No, other than to ask the manufacturer which tannery they buy their hides from and then ask the tannery directly. 
It's usually the cheap foreign leather and some cheaper European hides that are the worst offenders as they don't "fix" the dye properly to stop it leeching out.


----------



## ycbm (27 March 2015)

Oz, if I don't want to bother making my own, which commercial conditioner would you recommend please?


----------



## PorkChop (27 March 2015)

ycbm said:



			Oz, if I don't want to bother making my own, which commercial conditioner would you recommend please?
		
Click to expand...

You can buy it directly from Oz - thats what I do because I am a lazy bum - the link is earlier in the thread


----------



## cremedemonthe (27 March 2015)

LJR said:



			You can buy it directly from Oz - thats what I do because I am a lazy bum - the link is earlier in the thread 

Click to expand...

lol


----------



## Beausmate (27 March 2015)

I bought some too.  It's not that much hard work if you have warm hands.  I found it quite therapeutic 

Unfortunately, lack of equipment makes the DIY stuff impossible to make....  And I'm a lazy bum


----------



## jojo5 (28 March 2015)

Cornbrodolly - where do you get the stuff you refer to - pad fields leather elixir?

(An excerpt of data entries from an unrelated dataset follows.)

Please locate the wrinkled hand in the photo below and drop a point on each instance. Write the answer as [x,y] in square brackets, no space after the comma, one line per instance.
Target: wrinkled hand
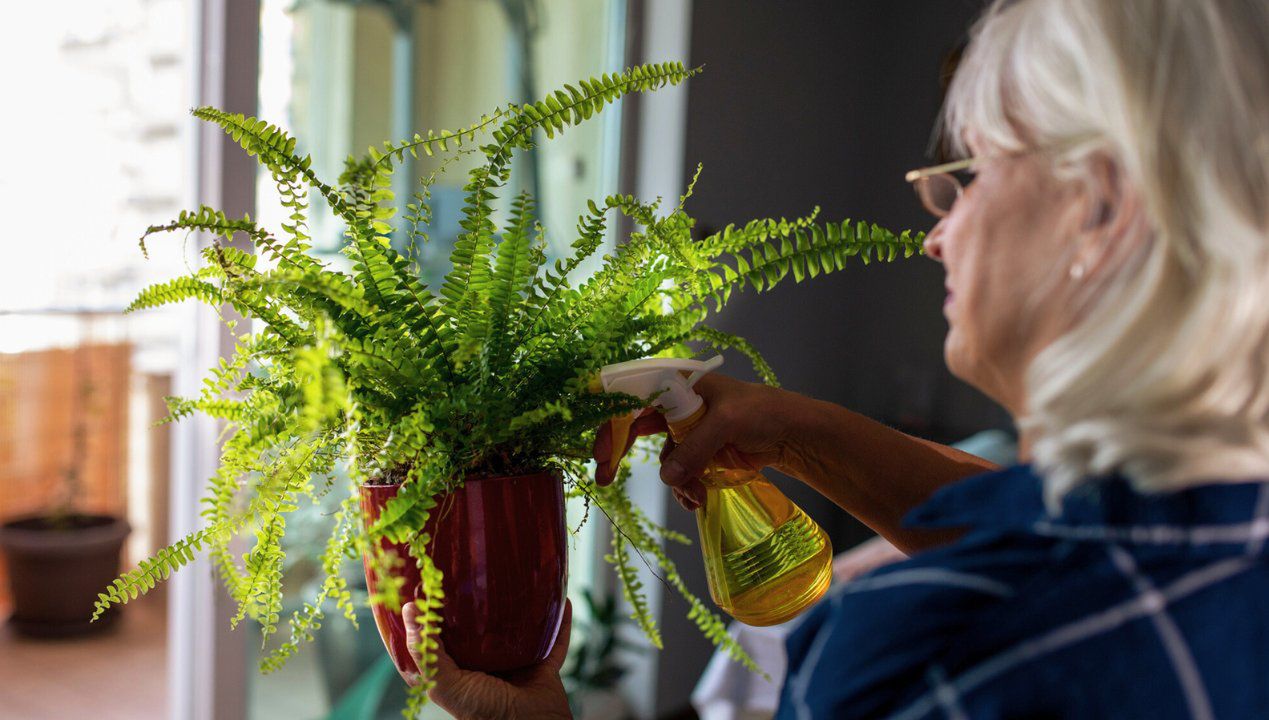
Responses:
[744,428]
[529,693]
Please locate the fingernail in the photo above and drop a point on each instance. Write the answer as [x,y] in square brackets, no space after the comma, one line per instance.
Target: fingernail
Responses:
[671,473]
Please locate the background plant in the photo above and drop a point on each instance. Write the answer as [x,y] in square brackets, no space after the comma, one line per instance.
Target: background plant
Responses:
[485,375]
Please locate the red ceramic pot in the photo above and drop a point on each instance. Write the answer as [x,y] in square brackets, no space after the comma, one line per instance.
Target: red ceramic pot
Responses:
[500,544]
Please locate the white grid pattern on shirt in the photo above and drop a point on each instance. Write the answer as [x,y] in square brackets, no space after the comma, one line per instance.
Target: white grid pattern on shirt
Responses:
[800,681]
[1260,525]
[1078,631]
[928,577]
[1178,650]
[947,696]
[1232,533]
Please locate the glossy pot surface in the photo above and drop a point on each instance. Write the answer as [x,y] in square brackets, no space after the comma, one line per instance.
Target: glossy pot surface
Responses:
[501,546]
[56,569]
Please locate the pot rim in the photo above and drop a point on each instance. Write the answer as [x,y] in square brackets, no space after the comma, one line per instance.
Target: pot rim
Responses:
[552,473]
[48,540]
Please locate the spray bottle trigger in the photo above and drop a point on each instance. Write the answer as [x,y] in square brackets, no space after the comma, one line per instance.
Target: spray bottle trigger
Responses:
[621,432]
[706,367]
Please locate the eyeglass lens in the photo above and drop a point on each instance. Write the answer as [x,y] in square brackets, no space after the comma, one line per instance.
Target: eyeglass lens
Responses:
[938,193]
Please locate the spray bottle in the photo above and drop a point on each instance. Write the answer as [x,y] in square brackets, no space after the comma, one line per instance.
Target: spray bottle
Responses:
[767,560]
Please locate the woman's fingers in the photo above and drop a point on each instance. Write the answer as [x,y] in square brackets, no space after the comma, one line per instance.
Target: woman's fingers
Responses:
[690,495]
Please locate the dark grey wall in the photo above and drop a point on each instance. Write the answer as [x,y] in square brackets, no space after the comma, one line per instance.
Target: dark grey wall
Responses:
[826,103]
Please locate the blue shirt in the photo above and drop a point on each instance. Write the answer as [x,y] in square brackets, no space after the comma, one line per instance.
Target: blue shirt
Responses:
[1122,606]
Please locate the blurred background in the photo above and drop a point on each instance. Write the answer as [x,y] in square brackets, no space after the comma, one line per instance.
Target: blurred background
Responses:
[801,104]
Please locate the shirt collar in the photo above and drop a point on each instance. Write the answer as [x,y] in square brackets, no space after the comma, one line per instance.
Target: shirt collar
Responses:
[1104,508]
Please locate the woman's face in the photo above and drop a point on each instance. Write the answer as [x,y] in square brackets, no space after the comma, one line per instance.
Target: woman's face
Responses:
[1005,249]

I heard of this years ago I think but can't find it now.


----------



## Joyous70 (12 June 2015)

Am a lazy bum also  have just ordered a tub of your conditioner Oz, for my lovely new saddle, I will enjoy sitting in the garden in the sunshine doing both my saddle & bridle.


----------



## cremedemonthe (12 June 2015)

Joyous70 said:



			Am a lazy bum also  have just ordered a tub of your conditioner Oz, for my lovely new saddle, I will enjoy sitting in the garden in the sunshine doing both my saddle & bridle.
		
Click to expand...

It will make your hands very soft too!
Oz


----------



## lannerch (1 May 2021)

cremedemonthe said:



			I get asked on UK horse forums how to make and care for veg tanned saddlery leather and have been asked on here a few times recently so resurrecting this old post, hope it helps.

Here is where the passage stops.